One of my favorite additions to the new set are the generic weapons (Light One-Handed Melee, Heavy Two-Handed Ranged, Light One-Handed Gun, etc...) because it levels that playing field. Under the rules, a crossbow can be as effective as a hunting rifle or a harpoon gun made out of car parts, depending on what you decide its stats are. It feels a lot more natural than either limiting characters to medieval weapons at the start or ending up dropping your trusty spear completely when you pick up a plasma rifle.

By its nature, the post-apocalypse should be off-beat. Chuck all your favorite influences into it, let 'em simmer and season with gonzo or serious to taste. But for Pete's sake, don't make it prosaic.

Picture from Six-String Samurai. If you like Gamma World and haven't seen this movie, what the hell are you waiting for?!

Friday, December 3, 2010

Gamma World: The Road


There's only one Road. Only one good one, anyway. Chances are there was a whole network of Roads once, criss-crossing and connecting the entire West. But a lot of things have happened since then: wars, disasters, dimensional incursions, robot wars...

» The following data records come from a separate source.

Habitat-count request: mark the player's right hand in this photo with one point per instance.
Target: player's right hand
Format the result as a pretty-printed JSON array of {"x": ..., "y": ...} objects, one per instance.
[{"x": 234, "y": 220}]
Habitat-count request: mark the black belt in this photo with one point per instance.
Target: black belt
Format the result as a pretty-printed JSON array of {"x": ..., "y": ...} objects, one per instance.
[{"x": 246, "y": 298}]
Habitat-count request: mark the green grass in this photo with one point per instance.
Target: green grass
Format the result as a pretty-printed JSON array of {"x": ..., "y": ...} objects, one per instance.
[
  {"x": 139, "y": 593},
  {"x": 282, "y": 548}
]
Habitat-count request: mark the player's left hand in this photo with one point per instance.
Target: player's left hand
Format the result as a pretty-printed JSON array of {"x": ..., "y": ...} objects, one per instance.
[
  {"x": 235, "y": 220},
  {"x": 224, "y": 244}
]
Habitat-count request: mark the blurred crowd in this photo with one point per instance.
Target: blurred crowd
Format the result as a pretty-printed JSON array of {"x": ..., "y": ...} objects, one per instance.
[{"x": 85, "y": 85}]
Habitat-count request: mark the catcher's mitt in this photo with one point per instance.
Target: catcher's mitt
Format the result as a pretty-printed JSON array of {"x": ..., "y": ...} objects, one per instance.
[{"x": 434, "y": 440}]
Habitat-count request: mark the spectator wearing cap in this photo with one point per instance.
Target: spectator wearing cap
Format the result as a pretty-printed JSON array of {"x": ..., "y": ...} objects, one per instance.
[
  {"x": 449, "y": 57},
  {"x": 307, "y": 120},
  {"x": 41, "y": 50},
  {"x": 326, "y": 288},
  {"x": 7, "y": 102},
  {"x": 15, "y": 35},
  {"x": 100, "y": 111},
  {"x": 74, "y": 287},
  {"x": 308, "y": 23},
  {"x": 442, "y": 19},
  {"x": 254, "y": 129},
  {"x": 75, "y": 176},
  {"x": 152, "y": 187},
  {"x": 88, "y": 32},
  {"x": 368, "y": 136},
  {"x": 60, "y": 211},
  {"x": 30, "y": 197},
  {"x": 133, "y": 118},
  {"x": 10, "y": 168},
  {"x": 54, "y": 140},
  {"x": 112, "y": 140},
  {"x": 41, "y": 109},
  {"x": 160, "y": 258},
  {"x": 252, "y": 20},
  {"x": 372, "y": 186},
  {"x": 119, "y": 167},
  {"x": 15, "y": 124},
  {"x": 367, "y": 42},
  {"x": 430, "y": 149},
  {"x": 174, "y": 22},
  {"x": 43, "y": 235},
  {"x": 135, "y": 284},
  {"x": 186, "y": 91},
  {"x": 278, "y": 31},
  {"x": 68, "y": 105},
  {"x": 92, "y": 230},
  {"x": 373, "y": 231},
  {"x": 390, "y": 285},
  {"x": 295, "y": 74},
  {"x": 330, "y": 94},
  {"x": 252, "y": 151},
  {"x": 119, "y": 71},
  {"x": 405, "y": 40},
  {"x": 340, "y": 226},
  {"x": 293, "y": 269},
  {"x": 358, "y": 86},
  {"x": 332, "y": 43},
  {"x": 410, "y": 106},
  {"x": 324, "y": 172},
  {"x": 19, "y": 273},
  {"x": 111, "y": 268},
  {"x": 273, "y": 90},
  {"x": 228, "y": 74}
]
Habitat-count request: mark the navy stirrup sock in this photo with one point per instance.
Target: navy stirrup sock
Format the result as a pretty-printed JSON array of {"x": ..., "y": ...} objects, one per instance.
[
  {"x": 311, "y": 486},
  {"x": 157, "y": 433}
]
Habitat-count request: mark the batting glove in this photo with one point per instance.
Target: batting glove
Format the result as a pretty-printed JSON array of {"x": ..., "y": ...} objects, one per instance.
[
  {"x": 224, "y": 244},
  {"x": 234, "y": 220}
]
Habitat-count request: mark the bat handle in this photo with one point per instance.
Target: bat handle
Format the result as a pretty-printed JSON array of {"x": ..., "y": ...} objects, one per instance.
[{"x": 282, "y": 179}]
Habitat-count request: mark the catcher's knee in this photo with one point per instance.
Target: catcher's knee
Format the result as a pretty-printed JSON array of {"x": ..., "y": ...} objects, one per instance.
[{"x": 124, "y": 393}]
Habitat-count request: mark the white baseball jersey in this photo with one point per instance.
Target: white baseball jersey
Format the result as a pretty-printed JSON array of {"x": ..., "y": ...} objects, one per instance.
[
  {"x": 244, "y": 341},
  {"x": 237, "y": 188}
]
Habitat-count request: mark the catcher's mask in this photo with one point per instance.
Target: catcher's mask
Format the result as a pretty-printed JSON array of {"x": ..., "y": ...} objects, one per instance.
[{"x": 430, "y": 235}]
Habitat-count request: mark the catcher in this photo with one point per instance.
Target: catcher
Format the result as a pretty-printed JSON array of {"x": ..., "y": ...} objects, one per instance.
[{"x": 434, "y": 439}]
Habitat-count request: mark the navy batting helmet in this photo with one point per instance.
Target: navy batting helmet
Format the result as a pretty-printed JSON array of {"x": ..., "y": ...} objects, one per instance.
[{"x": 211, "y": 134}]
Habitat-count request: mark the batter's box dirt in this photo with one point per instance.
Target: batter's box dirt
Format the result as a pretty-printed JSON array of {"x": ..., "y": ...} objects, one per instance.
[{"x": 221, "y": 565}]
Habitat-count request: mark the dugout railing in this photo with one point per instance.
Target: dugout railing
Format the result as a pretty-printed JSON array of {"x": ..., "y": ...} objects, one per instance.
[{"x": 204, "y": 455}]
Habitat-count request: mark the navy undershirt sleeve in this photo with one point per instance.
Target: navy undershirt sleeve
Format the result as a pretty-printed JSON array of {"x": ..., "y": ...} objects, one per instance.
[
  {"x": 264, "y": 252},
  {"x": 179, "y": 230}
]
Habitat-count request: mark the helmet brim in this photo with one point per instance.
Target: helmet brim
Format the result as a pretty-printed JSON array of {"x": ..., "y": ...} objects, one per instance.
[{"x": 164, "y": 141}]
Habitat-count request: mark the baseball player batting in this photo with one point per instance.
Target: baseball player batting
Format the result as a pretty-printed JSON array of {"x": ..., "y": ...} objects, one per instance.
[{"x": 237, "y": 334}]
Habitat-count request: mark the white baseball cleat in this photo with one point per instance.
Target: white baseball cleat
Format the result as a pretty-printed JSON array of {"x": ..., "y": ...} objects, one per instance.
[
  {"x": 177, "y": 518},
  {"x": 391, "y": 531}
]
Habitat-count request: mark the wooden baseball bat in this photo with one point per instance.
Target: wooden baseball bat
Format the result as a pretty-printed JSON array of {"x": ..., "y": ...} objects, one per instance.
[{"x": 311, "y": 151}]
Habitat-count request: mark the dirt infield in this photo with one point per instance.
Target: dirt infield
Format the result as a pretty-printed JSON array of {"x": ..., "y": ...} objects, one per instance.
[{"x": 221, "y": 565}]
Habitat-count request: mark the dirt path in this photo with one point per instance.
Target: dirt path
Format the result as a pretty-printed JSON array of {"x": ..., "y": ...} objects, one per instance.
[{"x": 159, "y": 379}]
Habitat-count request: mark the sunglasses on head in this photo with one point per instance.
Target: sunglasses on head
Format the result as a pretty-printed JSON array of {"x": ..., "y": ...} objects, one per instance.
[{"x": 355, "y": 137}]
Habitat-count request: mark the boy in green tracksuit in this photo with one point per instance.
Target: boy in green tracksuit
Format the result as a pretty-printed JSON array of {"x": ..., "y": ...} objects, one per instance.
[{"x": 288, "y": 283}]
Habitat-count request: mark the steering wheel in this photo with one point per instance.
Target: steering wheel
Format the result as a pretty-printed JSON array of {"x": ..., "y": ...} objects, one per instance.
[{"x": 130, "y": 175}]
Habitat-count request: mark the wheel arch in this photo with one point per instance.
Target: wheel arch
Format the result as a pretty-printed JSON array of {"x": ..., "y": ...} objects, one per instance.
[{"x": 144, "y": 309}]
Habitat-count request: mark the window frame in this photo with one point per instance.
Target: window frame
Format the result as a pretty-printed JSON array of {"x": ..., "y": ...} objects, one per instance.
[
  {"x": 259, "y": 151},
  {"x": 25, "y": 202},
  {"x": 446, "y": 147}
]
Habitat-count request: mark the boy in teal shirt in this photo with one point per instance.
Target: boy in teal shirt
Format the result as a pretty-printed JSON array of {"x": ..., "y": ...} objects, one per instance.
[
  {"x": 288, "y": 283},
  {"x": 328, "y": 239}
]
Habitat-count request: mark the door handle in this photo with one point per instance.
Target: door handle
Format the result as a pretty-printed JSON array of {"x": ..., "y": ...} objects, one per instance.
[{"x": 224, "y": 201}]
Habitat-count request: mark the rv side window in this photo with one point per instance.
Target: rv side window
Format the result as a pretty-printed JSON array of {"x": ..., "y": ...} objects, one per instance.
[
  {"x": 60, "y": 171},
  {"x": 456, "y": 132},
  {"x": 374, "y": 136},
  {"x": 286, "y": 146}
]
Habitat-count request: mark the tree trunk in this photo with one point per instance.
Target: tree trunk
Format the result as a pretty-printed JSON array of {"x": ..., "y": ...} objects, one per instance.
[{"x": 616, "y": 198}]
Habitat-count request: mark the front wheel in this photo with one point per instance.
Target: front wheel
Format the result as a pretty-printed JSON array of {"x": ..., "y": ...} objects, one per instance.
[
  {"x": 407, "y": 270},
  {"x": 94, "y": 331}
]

The Road we've got is probably pieced together from the good bits of a bunch of different ones, judging on how some stretches tend to go on beyond the turns. Most of them are either bombed out, booby trapped or overgrown enough that you couldn't get anywhere on 'em without rides built special for navigating the terrain. No way in hell that the Tankers could make their way over those cobbles. And that's why we have the Road, and the reason that it can't be broken.

Sure, you can drive your pick-up or dune buggy or hover-boat around wherever you please, but none of those things can haul worth a damn. If you really wanna get things from Point A to Point B, you gotta use something big, like one of the old tankers or a gravity barge, and if there's one thing that all those Big Rigs need, it's space and stability. But once you've got that, you need to keep it that way.

That's where the towns come in. Most of them sprung up Roadside as soon as the lines from the Coast to Vegas were being reconnoitered, but each of them soon learned the drill. If you keep your chunk of the Road free from raiding parties, burrowing sharks and giant robots, you get trading rights for the cargo coming down the Road. Depending on what Rigs are rolling, you could get anything from clothing to food to construction supplies to Dr. Goggles' Tank-Aged Frontier Whiskey. The promise of first dibs on these treasures is enough to keep the crossbows loaded and lasers charged most Roadside settlements.